Dictionnaire amoureux de la France | страница 13



Le Retour des cendres illustre l’état d’esprit où nous pataugeons encore. Hiver 1840. Thiers a convaincu Louis-Philippe de rapatrier les restes de Napoléon pour filouter la nostalgie dont les feux épars menacent d’incendier le régime. Guizot a négocié la restitution à Londres. Joinville embarque pour Sainte-Hélène et fait ouvrir le cercueil. Miracle : le visage de l’Empereur n’a pas changé. Le revoilà sur les rivages de la France. Rochefort. Le Havre. Rouen. Au bord de la Seine, la ferveur populaire des gens de peu atteint des paroxysmes d’émotion. Des grognards hors d’âge ont revêtu ce qui restait de leur uniforme et se congèlent au garde-à-vous, de grosses larmes dans les yeux. Ils étaient à Friedland, à Leipzig. C’est le vieux Soult, président du Conseil, qui le premier s’incline devant le cercueil, à Courbevoie.
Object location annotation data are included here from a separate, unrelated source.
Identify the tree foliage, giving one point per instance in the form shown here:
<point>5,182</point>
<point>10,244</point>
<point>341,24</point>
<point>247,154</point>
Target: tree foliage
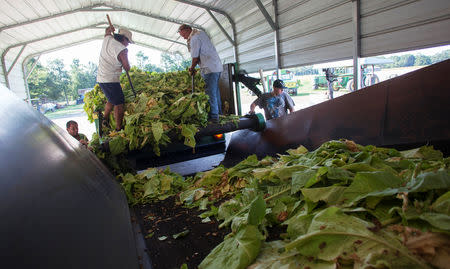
<point>417,60</point>
<point>54,82</point>
<point>144,64</point>
<point>174,62</point>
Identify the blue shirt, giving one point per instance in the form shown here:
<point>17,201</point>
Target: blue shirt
<point>201,47</point>
<point>275,106</point>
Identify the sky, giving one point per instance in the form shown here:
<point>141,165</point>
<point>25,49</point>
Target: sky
<point>90,51</point>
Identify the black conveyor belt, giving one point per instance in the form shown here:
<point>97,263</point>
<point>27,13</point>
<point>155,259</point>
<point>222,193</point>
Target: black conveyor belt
<point>59,205</point>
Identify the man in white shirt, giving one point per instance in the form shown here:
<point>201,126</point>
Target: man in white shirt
<point>205,55</point>
<point>113,57</point>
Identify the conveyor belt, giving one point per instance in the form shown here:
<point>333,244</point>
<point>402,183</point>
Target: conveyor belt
<point>406,111</point>
<point>60,207</point>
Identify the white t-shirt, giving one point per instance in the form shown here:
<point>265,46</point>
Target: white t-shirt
<point>202,47</point>
<point>109,67</point>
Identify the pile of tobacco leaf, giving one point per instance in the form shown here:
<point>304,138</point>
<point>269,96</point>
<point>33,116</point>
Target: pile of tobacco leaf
<point>164,110</point>
<point>342,205</point>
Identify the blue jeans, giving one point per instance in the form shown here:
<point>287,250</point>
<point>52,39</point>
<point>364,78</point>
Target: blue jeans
<point>212,90</point>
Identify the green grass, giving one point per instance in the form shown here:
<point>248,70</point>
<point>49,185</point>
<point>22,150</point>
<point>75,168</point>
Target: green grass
<point>72,109</point>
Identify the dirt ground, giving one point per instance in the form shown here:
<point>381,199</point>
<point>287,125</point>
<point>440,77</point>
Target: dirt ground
<point>163,220</point>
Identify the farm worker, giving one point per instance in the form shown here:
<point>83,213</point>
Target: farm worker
<point>275,103</point>
<point>330,78</point>
<point>72,129</point>
<point>205,55</point>
<point>113,56</point>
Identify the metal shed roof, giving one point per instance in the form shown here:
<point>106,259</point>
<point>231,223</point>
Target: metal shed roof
<point>248,32</point>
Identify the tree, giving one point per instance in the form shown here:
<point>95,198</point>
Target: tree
<point>59,79</point>
<point>421,59</point>
<point>441,56</point>
<point>144,64</point>
<point>174,62</point>
<point>81,77</point>
<point>38,81</point>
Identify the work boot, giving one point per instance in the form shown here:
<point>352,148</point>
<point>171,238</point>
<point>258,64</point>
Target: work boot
<point>213,120</point>
<point>105,123</point>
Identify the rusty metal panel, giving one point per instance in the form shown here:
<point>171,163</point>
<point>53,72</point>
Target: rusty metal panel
<point>412,109</point>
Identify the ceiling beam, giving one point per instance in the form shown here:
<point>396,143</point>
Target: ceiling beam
<point>93,26</point>
<point>98,8</point>
<point>230,20</point>
<point>266,14</point>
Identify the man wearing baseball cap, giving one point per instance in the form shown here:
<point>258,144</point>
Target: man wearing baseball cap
<point>204,54</point>
<point>113,57</point>
<point>275,103</point>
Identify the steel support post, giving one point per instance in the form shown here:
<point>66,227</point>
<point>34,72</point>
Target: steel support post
<point>277,38</point>
<point>356,43</point>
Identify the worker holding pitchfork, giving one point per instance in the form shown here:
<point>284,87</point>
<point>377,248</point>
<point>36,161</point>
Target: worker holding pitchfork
<point>113,56</point>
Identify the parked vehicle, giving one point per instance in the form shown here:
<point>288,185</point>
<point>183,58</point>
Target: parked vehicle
<point>48,107</point>
<point>343,74</point>
<point>290,81</point>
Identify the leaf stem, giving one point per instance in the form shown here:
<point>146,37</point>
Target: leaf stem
<point>298,241</point>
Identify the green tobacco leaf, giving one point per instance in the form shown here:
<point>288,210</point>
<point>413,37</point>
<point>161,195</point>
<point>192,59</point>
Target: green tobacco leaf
<point>368,182</point>
<point>235,252</point>
<point>188,131</point>
<point>150,172</point>
<point>329,195</point>
<point>333,234</point>
<point>441,221</point>
<point>429,181</point>
<point>300,179</point>
<point>287,172</point>
<point>425,152</point>
<point>117,145</point>
<point>298,225</point>
<point>151,187</point>
<point>257,211</point>
<point>442,204</point>
<point>269,258</point>
<point>339,173</point>
<point>300,150</point>
<point>359,167</point>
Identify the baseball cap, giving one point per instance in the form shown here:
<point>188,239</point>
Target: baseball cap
<point>126,33</point>
<point>279,84</point>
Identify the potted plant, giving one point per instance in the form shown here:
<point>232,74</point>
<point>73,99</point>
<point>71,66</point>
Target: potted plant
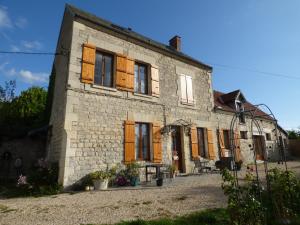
<point>100,179</point>
<point>159,180</point>
<point>133,173</point>
<point>239,165</point>
<point>172,170</point>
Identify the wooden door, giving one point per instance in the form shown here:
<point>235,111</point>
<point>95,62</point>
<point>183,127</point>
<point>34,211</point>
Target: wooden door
<point>259,147</point>
<point>177,148</point>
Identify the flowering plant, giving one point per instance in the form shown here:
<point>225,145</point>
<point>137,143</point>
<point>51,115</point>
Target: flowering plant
<point>22,181</point>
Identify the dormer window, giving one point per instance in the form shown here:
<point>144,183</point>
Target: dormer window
<point>240,108</point>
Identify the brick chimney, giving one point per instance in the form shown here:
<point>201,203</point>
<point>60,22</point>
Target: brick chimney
<point>175,42</point>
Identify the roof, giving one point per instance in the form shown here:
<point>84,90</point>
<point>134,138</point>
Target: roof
<point>99,22</point>
<point>231,96</point>
<point>221,104</point>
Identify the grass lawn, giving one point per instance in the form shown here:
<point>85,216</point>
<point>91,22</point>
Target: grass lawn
<point>207,217</point>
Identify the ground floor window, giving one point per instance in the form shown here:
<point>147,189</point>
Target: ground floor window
<point>142,143</point>
<point>201,133</point>
<point>226,136</point>
<point>244,135</point>
<point>268,136</point>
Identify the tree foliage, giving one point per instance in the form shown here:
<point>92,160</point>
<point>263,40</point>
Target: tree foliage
<point>25,111</point>
<point>7,93</point>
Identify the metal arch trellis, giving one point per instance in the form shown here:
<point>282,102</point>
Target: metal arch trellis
<point>254,122</point>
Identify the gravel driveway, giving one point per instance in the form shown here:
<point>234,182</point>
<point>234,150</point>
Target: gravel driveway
<point>184,195</point>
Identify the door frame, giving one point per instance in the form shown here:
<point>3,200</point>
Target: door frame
<point>179,135</point>
<point>261,140</point>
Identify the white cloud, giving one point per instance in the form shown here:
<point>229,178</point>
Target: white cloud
<point>14,48</point>
<point>32,45</point>
<point>21,22</point>
<point>31,78</point>
<point>25,76</point>
<point>5,21</point>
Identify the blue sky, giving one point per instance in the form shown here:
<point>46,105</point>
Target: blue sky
<point>244,35</point>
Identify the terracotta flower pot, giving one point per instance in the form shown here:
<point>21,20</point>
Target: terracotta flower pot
<point>100,184</point>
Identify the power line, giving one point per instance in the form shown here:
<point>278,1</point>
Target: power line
<point>213,64</point>
<point>255,71</point>
<point>32,53</point>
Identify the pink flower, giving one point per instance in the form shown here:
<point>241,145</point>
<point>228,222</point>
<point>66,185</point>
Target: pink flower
<point>22,180</point>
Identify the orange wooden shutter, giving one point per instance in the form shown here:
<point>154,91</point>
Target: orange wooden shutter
<point>121,81</point>
<point>130,74</point>
<point>210,142</point>
<point>125,73</point>
<point>155,81</point>
<point>88,63</point>
<point>129,141</point>
<point>221,142</point>
<point>194,143</point>
<point>237,147</point>
<point>156,141</point>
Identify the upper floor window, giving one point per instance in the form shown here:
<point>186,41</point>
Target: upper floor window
<point>186,89</point>
<point>141,78</point>
<point>240,108</point>
<point>142,143</point>
<point>103,69</point>
<point>244,135</point>
<point>226,139</point>
<point>201,133</point>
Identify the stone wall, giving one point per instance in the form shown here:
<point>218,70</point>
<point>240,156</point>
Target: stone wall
<point>88,120</point>
<point>294,148</point>
<point>94,119</point>
<point>57,135</point>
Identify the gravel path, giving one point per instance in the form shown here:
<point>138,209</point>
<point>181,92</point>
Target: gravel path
<point>184,195</point>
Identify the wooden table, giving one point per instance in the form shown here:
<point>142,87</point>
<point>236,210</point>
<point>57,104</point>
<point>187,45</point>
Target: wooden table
<point>157,167</point>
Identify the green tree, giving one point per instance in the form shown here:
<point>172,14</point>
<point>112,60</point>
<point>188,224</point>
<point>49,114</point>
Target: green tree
<point>25,111</point>
<point>7,93</point>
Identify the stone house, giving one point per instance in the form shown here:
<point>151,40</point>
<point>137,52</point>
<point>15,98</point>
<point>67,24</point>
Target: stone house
<point>121,97</point>
<point>253,136</point>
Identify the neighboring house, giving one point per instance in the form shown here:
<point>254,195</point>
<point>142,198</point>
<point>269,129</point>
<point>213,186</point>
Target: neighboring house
<point>121,97</point>
<point>251,135</point>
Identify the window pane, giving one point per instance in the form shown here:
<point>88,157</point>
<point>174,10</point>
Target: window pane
<point>143,79</point>
<point>183,88</point>
<point>145,141</point>
<point>189,87</point>
<point>108,71</point>
<point>201,144</point>
<point>136,79</point>
<point>137,141</point>
<point>98,69</point>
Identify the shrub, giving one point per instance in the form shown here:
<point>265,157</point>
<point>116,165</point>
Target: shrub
<point>250,203</point>
<point>42,180</point>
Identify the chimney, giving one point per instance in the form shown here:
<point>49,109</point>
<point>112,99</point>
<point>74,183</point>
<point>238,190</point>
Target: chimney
<point>175,42</point>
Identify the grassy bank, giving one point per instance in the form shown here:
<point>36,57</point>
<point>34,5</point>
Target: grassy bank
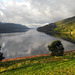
<point>44,65</point>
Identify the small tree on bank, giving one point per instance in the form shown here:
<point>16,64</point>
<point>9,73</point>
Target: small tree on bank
<point>1,56</point>
<point>56,48</point>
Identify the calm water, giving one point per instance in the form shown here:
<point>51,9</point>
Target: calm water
<point>29,43</point>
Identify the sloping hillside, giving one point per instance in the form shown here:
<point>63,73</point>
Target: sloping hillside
<point>11,27</point>
<point>64,26</point>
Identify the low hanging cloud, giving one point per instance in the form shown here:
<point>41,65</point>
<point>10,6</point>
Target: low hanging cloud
<point>35,12</point>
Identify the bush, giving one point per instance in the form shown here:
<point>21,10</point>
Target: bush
<point>56,48</point>
<point>1,56</point>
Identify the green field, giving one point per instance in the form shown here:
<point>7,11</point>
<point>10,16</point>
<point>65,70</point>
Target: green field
<point>45,65</point>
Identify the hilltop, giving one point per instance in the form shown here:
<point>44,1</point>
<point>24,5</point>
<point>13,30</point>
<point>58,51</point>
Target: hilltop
<point>63,26</point>
<point>11,27</point>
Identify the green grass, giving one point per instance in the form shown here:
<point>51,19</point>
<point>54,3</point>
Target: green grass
<point>45,65</point>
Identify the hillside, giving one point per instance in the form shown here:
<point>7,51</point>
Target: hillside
<point>44,65</point>
<point>64,26</point>
<point>11,27</point>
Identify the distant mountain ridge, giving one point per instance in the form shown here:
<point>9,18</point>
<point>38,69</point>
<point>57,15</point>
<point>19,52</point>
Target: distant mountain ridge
<point>11,27</point>
<point>64,26</point>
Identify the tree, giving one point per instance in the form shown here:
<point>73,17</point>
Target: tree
<point>1,56</point>
<point>56,48</point>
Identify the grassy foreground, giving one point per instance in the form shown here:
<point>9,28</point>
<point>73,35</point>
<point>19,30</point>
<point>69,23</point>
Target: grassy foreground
<point>45,65</point>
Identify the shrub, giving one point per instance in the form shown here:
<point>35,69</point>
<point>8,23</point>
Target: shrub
<point>56,48</point>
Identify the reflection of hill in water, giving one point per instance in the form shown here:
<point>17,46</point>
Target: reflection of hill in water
<point>68,37</point>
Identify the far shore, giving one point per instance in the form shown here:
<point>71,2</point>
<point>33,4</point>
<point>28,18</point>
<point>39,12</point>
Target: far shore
<point>28,57</point>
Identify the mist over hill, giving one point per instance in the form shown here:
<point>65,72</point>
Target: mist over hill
<point>11,27</point>
<point>64,26</point>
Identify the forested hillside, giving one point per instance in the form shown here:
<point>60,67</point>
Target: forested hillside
<point>64,26</point>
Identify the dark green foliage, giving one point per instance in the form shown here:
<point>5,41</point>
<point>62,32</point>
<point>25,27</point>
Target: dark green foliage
<point>66,25</point>
<point>56,48</point>
<point>1,56</point>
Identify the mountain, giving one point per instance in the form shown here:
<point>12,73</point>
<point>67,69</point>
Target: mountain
<point>11,27</point>
<point>64,26</point>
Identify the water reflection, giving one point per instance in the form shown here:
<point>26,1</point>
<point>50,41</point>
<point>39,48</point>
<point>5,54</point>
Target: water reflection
<point>28,43</point>
<point>68,37</point>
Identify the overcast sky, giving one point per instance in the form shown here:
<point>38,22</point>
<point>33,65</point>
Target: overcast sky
<point>35,12</point>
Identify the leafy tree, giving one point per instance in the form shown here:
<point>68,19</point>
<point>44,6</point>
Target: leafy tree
<point>1,56</point>
<point>56,48</point>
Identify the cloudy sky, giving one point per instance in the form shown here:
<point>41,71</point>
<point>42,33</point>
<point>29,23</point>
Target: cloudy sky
<point>34,13</point>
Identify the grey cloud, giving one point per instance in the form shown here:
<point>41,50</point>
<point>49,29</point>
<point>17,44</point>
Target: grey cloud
<point>30,12</point>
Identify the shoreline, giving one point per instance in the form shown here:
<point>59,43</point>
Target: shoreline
<point>28,57</point>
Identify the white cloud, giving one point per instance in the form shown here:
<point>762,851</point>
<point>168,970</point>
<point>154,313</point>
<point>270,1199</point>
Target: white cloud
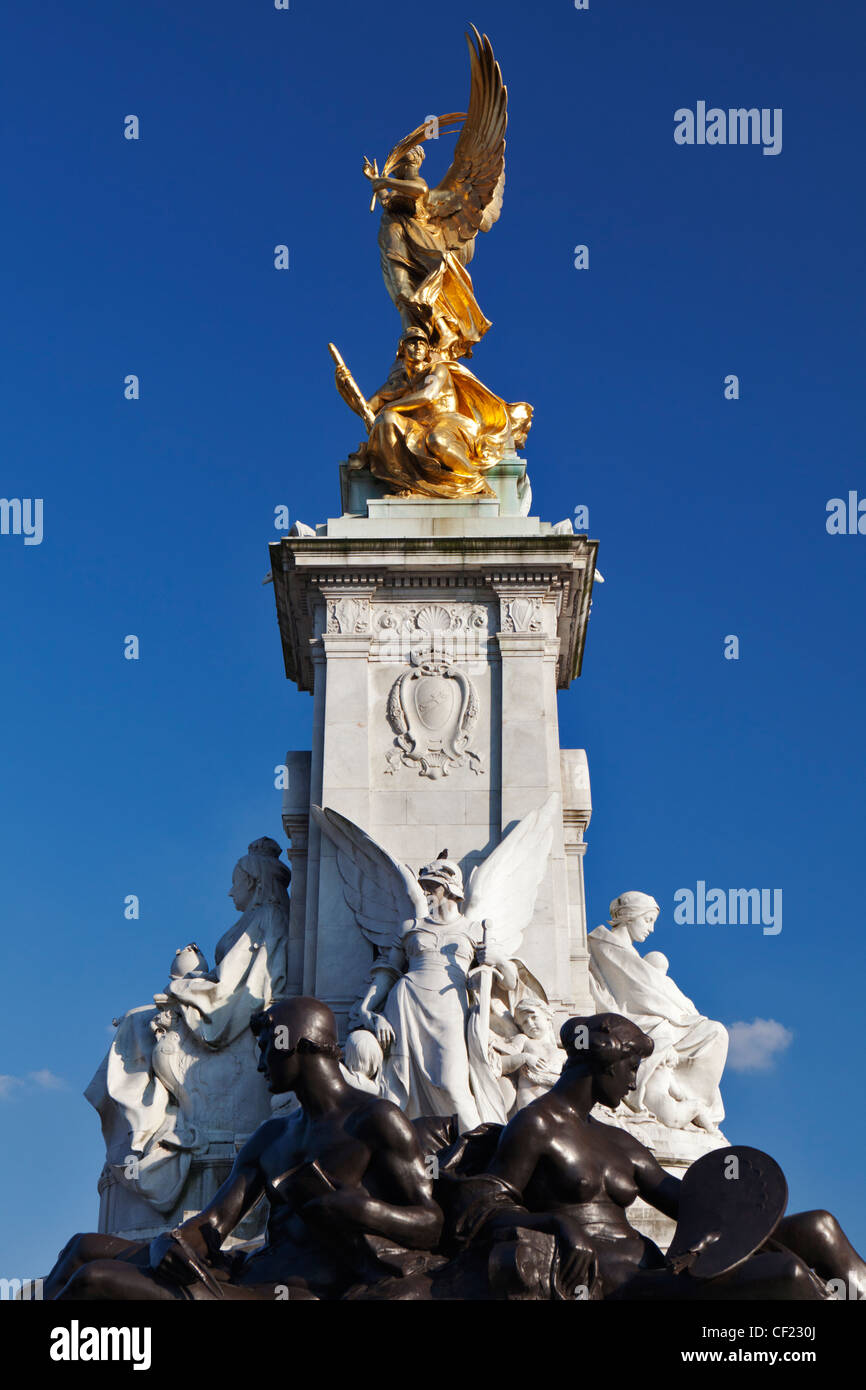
<point>756,1045</point>
<point>47,1080</point>
<point>43,1079</point>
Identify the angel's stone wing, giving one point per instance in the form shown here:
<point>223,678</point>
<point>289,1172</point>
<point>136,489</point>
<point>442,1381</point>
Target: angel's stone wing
<point>505,886</point>
<point>381,891</point>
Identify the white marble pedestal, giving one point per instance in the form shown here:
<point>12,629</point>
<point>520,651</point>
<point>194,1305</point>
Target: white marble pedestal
<point>489,612</point>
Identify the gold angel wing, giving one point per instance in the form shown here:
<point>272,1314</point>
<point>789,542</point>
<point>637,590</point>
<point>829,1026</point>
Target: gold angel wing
<point>469,199</point>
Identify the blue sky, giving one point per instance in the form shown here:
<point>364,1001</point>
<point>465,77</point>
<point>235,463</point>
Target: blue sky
<point>156,257</point>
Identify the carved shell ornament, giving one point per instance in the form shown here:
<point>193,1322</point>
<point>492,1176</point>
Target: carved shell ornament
<point>433,709</point>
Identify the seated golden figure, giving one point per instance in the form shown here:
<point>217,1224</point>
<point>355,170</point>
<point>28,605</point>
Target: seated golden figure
<point>434,428</point>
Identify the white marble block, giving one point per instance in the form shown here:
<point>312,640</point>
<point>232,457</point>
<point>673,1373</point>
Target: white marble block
<point>434,638</point>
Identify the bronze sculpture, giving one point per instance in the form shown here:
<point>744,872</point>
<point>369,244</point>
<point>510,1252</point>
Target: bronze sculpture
<point>560,1173</point>
<point>533,1209</point>
<point>349,1197</point>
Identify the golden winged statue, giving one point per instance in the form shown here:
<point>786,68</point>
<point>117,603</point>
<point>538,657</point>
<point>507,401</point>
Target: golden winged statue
<point>427,236</point>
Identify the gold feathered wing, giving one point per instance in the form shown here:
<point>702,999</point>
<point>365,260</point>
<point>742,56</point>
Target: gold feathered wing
<point>469,199</point>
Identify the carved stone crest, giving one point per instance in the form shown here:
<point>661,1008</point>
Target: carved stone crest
<point>348,615</point>
<point>433,709</point>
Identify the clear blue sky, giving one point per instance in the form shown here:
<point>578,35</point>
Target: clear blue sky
<point>156,257</point>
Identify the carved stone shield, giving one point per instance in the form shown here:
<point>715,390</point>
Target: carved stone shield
<point>433,710</point>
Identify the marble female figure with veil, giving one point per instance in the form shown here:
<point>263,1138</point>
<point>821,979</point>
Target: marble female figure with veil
<point>441,958</point>
<point>152,1087</point>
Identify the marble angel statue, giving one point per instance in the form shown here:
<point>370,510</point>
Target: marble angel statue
<point>427,236</point>
<point>446,962</point>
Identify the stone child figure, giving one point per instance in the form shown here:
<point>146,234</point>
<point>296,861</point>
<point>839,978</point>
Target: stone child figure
<point>344,1178</point>
<point>533,1058</point>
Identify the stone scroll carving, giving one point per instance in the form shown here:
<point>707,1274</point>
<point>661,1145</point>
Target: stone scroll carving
<point>433,709</point>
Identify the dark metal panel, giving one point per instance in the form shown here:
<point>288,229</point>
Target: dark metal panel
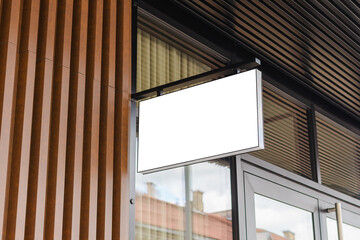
<point>315,41</point>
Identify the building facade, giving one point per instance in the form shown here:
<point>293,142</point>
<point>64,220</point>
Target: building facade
<point>73,72</point>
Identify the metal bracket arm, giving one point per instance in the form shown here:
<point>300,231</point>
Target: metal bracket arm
<point>211,75</point>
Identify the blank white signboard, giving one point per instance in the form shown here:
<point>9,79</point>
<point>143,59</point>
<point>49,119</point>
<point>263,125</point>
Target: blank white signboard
<point>216,119</point>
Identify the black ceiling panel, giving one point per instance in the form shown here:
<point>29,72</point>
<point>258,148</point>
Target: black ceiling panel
<point>318,42</point>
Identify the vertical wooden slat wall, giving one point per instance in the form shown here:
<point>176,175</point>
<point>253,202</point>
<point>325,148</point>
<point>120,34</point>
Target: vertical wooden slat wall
<point>65,85</point>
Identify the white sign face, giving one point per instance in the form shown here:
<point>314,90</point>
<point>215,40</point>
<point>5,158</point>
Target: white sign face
<point>208,121</point>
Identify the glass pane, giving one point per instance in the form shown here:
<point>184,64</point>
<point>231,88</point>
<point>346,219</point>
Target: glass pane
<point>158,62</point>
<point>276,220</point>
<point>159,205</point>
<point>286,134</point>
<point>349,232</point>
<point>211,200</point>
<point>192,202</point>
<point>339,156</point>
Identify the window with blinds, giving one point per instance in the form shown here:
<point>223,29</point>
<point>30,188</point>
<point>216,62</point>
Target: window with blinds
<point>339,156</point>
<point>286,134</point>
<point>159,63</point>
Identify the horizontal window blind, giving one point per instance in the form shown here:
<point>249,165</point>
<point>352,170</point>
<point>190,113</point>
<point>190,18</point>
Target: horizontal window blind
<point>339,156</point>
<point>286,134</point>
<point>159,63</point>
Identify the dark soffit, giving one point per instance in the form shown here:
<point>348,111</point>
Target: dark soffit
<point>317,42</point>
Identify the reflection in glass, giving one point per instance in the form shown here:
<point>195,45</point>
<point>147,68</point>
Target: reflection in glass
<point>349,232</point>
<point>192,202</point>
<point>276,220</point>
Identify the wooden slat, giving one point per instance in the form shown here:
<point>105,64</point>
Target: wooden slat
<point>39,153</point>
<point>75,132</point>
<point>122,112</point>
<point>60,96</point>
<point>23,121</point>
<point>92,122</point>
<point>9,31</point>
<point>106,157</point>
<point>62,81</point>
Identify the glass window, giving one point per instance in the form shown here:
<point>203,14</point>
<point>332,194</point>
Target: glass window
<point>349,232</point>
<point>158,62</point>
<point>339,155</point>
<point>192,202</point>
<point>285,134</point>
<point>280,221</point>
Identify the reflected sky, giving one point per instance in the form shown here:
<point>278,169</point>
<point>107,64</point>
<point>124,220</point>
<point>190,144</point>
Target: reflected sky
<point>349,232</point>
<point>276,217</point>
<point>209,177</point>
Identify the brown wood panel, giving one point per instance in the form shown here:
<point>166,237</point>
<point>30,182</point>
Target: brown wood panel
<point>75,131</point>
<point>40,136</point>
<point>105,191</point>
<point>23,121</point>
<point>62,89</point>
<point>9,31</point>
<point>122,114</point>
<point>92,122</point>
<point>60,97</point>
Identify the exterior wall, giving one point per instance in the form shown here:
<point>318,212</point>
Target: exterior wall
<point>64,113</point>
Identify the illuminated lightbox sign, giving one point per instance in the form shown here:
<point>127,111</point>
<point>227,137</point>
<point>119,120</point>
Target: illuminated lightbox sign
<point>216,119</point>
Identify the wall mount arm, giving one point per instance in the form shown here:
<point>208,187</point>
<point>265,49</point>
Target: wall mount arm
<point>211,75</point>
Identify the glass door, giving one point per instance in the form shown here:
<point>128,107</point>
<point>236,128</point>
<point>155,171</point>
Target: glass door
<point>350,221</point>
<point>276,212</point>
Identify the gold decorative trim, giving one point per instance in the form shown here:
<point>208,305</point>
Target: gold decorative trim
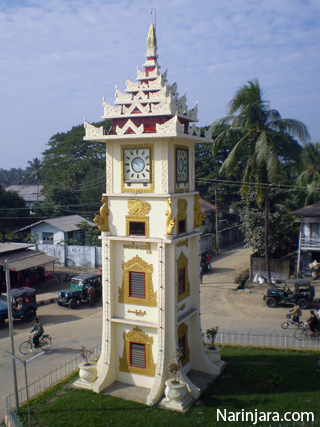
<point>170,222</point>
<point>183,332</point>
<point>182,243</point>
<point>182,307</point>
<point>102,219</point>
<point>144,247</point>
<point>133,188</point>
<point>198,215</point>
<point>179,187</point>
<point>138,337</point>
<point>182,262</point>
<point>182,208</point>
<point>137,265</point>
<point>137,312</point>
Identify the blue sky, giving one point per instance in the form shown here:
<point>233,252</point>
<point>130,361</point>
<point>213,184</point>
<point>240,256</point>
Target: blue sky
<point>60,57</point>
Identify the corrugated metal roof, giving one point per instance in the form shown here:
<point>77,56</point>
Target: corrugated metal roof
<point>24,259</point>
<point>63,223</point>
<point>207,206</point>
<point>9,247</point>
<point>30,193</point>
<point>67,223</point>
<point>311,210</point>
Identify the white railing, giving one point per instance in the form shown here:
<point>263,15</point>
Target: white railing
<point>265,340</point>
<point>38,386</point>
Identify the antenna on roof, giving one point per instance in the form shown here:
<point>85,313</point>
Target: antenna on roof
<point>155,17</point>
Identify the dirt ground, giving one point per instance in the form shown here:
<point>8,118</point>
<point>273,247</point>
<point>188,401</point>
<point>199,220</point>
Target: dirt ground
<point>239,310</point>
Soult, héros sur les champs de bataille, médiocre combinard après Waterloo, rallié à toutes les gamelles, fût-ce pour réprimer les canuts de Lyon. C’est Moncey, gouverneur en titre des Invalides, aveugle et impotent, qui va accueillir Napoléon devant l’église Saint-Louis. Quoi de plus romanesque ! De plus poignant ! De plus désespérant aussi, car enfin il s’agit d’un cercueil, l’Empereur est mort depuis plus de vingt ans. Les campagnes d’Italie et d’Égypte remontent au siècle précédent et une génération devenue adulte sépare le temps présent de celui de l’épopée. « Maintenant nous pouvons mourir », conclut Moncey au soir d’une cérémonie qui a drainé un million de personnes entre l’Arc de triomphe et les Invalides, dont Balzac, Baudelaire et Hugo.

Deux siècles plus tard, ni l’Église ni l’État ne se sont associés à la commémoration du sacre, en 2004. On peut les comprendre. On comprend moins bien que nos autorités se soient abstenues de commémorer Austerlitz, l’année suivante, au motif que Napoléon rétablit l’esclavage à Saint-Domingue. Des faits aussi peu reluisants, son règne en abonde, et, en voyant le fort de Joux dans sa froidure, je ne suis pas fier de la façon dont Toussaint-Louverture a été traité. Napoléon n’aura pas été un héros pur. La veuve et l’orphelin n’étaient pas son souci. Il a saigné la France à blanc, inoculé aux peuples d’Europe le venin du nationalisme et offert à Metternich l’aubaine d’une revanche des têtes couronnées. Ou plutôt d’un sursis. Le bilan politique n’est pas fameux. L’homme n’était pas recommandable. Pas haïssable non plus : ses fragilités sont touchantes. Il a pleuré à la mort de Lannes ; il était sujet à la déprime (pas longtemps) et souffrait d’être cocu, comme tout un chacun.